# Any info on carbon Colnago with alloy lugged colnago



## robst (Jul 27, 2009)

Anyone have any info on a carbon with alloy lugged Colnago , Apparently it was made in 1992.


----------



## tmluk (Sep 19, 2005)

I remember those frames back in the early 90's.

Raced by the Ariostea Team - Rolf Sorensen, Moreno Argentin, Giorgio Furlan, Rolf Gotz, Rolf Jarmann, etc. Very successful team; won many classics.

(1) The frame was rumored to be made by Alan for Colnago. There are a lot of similarities between the frames.
(2) The frame has a dual down-tubes like Bi-titan.

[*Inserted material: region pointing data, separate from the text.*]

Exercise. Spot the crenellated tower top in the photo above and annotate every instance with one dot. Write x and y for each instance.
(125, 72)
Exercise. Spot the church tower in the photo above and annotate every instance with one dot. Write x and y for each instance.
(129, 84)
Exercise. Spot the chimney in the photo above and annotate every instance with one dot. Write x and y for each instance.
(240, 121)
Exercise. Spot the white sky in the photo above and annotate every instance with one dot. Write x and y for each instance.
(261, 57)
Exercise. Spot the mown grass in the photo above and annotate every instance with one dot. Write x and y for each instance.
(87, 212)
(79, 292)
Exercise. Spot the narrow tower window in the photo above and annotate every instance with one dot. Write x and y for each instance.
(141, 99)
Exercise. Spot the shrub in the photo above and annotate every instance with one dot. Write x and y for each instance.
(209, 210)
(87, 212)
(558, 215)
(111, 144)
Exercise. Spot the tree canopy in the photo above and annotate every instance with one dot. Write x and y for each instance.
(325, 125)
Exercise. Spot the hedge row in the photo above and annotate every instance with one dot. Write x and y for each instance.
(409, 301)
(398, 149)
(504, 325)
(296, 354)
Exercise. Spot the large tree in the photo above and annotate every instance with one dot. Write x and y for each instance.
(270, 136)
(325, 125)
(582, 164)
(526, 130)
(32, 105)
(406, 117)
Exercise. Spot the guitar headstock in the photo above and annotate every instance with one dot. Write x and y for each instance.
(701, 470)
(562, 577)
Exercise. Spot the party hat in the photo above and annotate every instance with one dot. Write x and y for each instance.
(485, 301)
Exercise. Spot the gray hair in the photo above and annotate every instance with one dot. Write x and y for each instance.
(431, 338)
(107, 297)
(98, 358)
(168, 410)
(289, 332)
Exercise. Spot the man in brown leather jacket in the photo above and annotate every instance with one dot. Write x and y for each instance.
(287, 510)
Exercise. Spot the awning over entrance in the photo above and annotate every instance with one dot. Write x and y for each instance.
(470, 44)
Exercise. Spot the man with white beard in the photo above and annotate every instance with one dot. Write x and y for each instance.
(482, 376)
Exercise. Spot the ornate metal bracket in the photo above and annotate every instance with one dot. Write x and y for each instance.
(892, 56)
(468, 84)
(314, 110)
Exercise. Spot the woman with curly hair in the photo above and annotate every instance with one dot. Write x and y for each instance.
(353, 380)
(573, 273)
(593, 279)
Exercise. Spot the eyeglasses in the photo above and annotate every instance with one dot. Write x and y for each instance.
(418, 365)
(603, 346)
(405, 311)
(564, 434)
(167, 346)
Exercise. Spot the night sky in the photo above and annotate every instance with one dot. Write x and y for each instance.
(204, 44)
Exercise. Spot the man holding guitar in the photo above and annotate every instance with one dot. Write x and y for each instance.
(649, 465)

I do question the reliability of bonding Al lugs to CF tubes in those days. Not sure how good these were. I have the catalogues back in the early 90's if you like to know more.


----------



## tmluk (Sep 19, 2005)

There is a write up of the Colnago Carbitubo - last few pages.
http://www.bulgier.net/pics/bike/Catalogs/colnago-89/


----------



## robst (Jul 27, 2009)

Thanks, there was one on ebay for sale but it seems have been removed from listing. Looked really different for a colnago.


----------



## iyeoh (Jan 6, 2005)

Not a good frame. Very prone to failure. I had one briefly and got rid of it quickly.


----------